Online Subscription Models Are An Assault On Literacy
Forcing the general population to pay for news of the day content is turning them away from requisite knowledge for day-to-day economic, social, professional and personal success. And media outlets everywhere are clamoring to slap a “for less than the cost of a cup of coffee per day” paywall on that requisite knowledge.
I’m confused by this argument. Before the internet came around into the mainstream, didn’t the general population have to pay for news as well? The paper was around fifty cents a day. Local and network TV news is still freely available now as it was then, with the only cost obviously being the ownership of a television (which even the lowest of the low income folk still had). Same with terrestrial radio.
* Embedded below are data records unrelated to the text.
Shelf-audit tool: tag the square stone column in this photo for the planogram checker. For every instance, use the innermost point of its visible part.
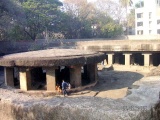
(146, 59)
(127, 59)
(9, 76)
(132, 59)
(105, 62)
(50, 78)
(25, 79)
(110, 58)
(75, 76)
(117, 59)
(92, 72)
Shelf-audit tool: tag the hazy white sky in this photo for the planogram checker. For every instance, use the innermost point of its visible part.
(134, 1)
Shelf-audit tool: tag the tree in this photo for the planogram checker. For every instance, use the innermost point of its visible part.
(39, 15)
(131, 18)
(78, 22)
(9, 11)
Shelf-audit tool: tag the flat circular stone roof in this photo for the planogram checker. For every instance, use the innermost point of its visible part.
(52, 57)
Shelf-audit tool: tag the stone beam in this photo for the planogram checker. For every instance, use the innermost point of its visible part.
(25, 79)
(147, 59)
(92, 72)
(127, 59)
(110, 58)
(50, 78)
(9, 76)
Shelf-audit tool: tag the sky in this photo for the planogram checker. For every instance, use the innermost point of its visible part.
(134, 1)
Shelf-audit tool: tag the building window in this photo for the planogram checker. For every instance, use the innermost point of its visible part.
(139, 15)
(158, 31)
(150, 23)
(158, 22)
(140, 32)
(150, 15)
(139, 24)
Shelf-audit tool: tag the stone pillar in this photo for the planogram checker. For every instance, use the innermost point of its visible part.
(50, 79)
(117, 59)
(151, 60)
(9, 77)
(110, 59)
(146, 59)
(92, 72)
(25, 79)
(75, 76)
(105, 62)
(132, 59)
(127, 59)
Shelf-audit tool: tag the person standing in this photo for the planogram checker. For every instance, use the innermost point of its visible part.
(64, 87)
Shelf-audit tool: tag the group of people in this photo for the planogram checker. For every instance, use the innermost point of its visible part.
(65, 86)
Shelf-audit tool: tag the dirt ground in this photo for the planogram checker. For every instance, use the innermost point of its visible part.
(114, 81)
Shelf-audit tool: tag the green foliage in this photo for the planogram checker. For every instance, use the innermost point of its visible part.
(111, 30)
(39, 15)
(32, 19)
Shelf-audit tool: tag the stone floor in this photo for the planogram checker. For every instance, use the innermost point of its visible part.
(128, 94)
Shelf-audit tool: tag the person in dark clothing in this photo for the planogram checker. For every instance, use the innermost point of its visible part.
(64, 87)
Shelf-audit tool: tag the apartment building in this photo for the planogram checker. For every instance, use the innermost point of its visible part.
(147, 18)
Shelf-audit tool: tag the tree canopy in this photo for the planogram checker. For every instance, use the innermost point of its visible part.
(36, 19)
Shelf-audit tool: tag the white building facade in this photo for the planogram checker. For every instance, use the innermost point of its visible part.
(147, 18)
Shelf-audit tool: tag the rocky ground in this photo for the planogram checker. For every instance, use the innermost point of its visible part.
(122, 93)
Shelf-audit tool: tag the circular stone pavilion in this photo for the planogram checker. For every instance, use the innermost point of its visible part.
(50, 67)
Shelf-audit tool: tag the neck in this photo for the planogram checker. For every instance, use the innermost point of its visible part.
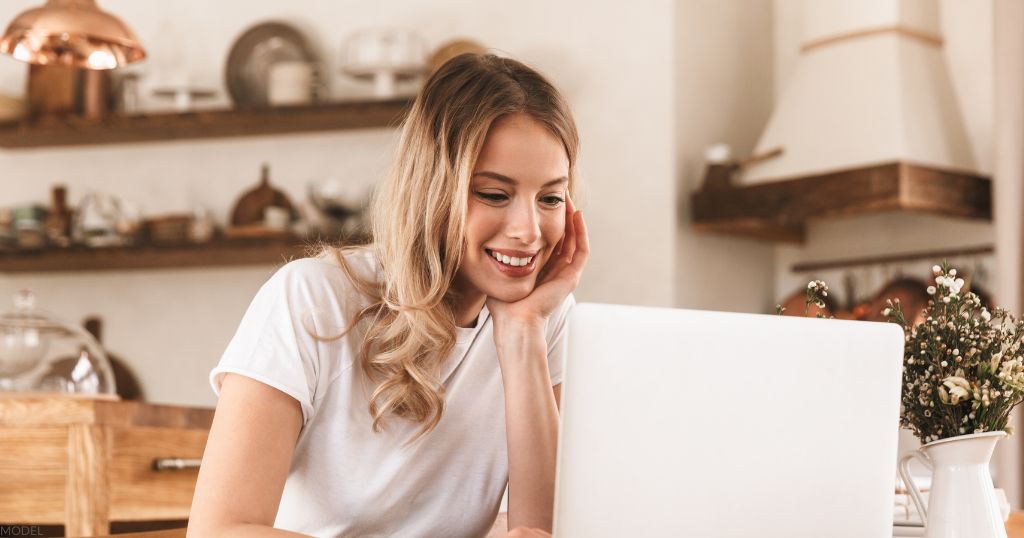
(466, 306)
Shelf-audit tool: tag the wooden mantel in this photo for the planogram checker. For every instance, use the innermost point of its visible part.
(780, 210)
(203, 124)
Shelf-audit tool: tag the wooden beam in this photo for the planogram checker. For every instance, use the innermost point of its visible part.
(74, 130)
(779, 210)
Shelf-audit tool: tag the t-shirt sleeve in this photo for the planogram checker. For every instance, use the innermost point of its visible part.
(271, 343)
(558, 339)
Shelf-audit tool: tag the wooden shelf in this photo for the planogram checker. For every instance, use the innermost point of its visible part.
(215, 253)
(53, 131)
(780, 210)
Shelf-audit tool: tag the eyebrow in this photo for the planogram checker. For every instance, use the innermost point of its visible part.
(507, 179)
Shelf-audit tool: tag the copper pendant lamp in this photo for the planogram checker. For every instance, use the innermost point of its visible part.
(74, 33)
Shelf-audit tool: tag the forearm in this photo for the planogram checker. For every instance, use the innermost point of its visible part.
(531, 426)
(242, 530)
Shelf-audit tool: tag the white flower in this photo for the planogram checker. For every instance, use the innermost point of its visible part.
(958, 388)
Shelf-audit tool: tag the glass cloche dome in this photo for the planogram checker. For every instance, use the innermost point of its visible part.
(39, 354)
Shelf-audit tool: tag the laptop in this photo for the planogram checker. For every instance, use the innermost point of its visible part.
(694, 423)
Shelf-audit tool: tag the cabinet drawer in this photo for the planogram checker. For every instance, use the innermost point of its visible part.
(137, 492)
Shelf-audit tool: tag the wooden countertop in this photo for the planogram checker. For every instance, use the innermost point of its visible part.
(1015, 529)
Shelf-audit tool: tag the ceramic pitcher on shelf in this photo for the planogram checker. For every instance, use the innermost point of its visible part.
(962, 501)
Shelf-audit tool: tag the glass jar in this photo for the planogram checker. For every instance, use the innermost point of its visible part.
(40, 354)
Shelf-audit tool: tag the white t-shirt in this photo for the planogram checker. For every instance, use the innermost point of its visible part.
(345, 480)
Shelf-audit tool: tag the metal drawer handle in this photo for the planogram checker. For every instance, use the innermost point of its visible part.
(175, 463)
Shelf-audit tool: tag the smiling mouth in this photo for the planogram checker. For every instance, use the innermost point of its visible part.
(513, 271)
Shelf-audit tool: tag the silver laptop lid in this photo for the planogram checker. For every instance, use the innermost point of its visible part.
(695, 423)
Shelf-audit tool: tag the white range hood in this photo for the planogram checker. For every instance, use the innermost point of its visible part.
(870, 86)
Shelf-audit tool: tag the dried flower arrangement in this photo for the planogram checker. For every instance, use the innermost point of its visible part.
(963, 365)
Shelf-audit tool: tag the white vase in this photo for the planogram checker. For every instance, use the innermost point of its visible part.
(962, 502)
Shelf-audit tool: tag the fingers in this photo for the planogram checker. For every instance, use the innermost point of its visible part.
(569, 229)
(583, 238)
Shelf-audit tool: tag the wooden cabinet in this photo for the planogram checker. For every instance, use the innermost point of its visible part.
(87, 461)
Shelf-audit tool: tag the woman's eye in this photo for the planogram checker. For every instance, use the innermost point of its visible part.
(491, 196)
(553, 200)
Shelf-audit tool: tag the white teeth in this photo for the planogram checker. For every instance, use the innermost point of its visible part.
(516, 262)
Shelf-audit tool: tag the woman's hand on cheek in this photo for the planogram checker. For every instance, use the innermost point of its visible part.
(559, 276)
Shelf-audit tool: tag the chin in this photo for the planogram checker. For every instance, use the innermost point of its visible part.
(510, 293)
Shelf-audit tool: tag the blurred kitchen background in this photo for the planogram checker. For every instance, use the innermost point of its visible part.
(158, 197)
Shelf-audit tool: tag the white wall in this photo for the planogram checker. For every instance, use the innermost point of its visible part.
(724, 78)
(614, 64)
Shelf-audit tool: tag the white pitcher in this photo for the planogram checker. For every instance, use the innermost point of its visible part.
(962, 502)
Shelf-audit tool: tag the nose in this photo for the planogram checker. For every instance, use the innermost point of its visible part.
(523, 222)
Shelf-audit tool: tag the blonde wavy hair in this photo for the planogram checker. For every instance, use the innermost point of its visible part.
(417, 225)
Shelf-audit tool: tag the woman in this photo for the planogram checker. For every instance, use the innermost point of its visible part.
(392, 389)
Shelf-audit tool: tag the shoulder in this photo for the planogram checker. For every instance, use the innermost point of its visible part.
(320, 286)
(324, 272)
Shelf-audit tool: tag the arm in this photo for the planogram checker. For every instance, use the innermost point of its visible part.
(531, 425)
(246, 461)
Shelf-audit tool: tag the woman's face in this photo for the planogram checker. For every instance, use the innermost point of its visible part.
(516, 209)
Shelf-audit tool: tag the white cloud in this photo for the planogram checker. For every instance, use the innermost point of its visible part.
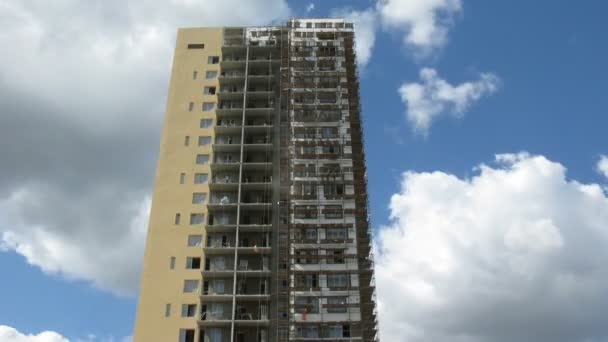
(9, 334)
(74, 196)
(518, 252)
(425, 22)
(365, 23)
(433, 97)
(602, 165)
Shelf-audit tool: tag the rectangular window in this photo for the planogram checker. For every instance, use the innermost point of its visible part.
(337, 280)
(197, 218)
(195, 240)
(186, 335)
(307, 331)
(188, 310)
(208, 106)
(335, 256)
(307, 305)
(204, 140)
(193, 263)
(336, 234)
(199, 197)
(206, 123)
(200, 178)
(336, 304)
(190, 286)
(202, 158)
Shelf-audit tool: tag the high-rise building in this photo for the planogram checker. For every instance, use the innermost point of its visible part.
(259, 229)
So how do paywalls online inherently change this dynamic?
Limiting the scope to just the time period of the web’s progression, when the supposed “original sin” of journalism was perpetrated, could give merit to the argument, but it still makes one very big assumption. Who exactly are these people that feel persecuted by paywalls? Who isn’t reading general purpose “news of the day” reporting that would if they could afford it? Even better, do these people even give a fuck about the news in the first place?
In the same way that many of the privileged feign outrage and get offended on behalf of a underclass supposedly slighted by a remark, it’s arrogant to assume that what you consider “critical news you need to be successful in life” is even viewed in the same regard by others. Hell, many of the most accomplished people think keeping up with the news is a waste of time. For 99.9% of the public, even high-profile stories like the fiscal cliff and the war in Afghanistan frankly have little effect on an average person’s life, let alone their ability to change anything if it did.
I’ll be the first one to lament over the general public’s stupidity, our obsession with unimportant celebrity blather and the inclination to weigh the minutiae in our narcissistic small-worlds much more worthy than actual world-impactful events, but who am I to truly judge the merits of how others live their lives, informed or not?
Of course, the slippery slope argument here is that if all news outlets enact these paywalls en masse, then it will ultimately end with a dystopian future of the haves and the have-nots. Sounds a bit alarmist to me. The news has been commoditized enough already with a race to the bottom cost-wise that I can’t see this situation ever playing out.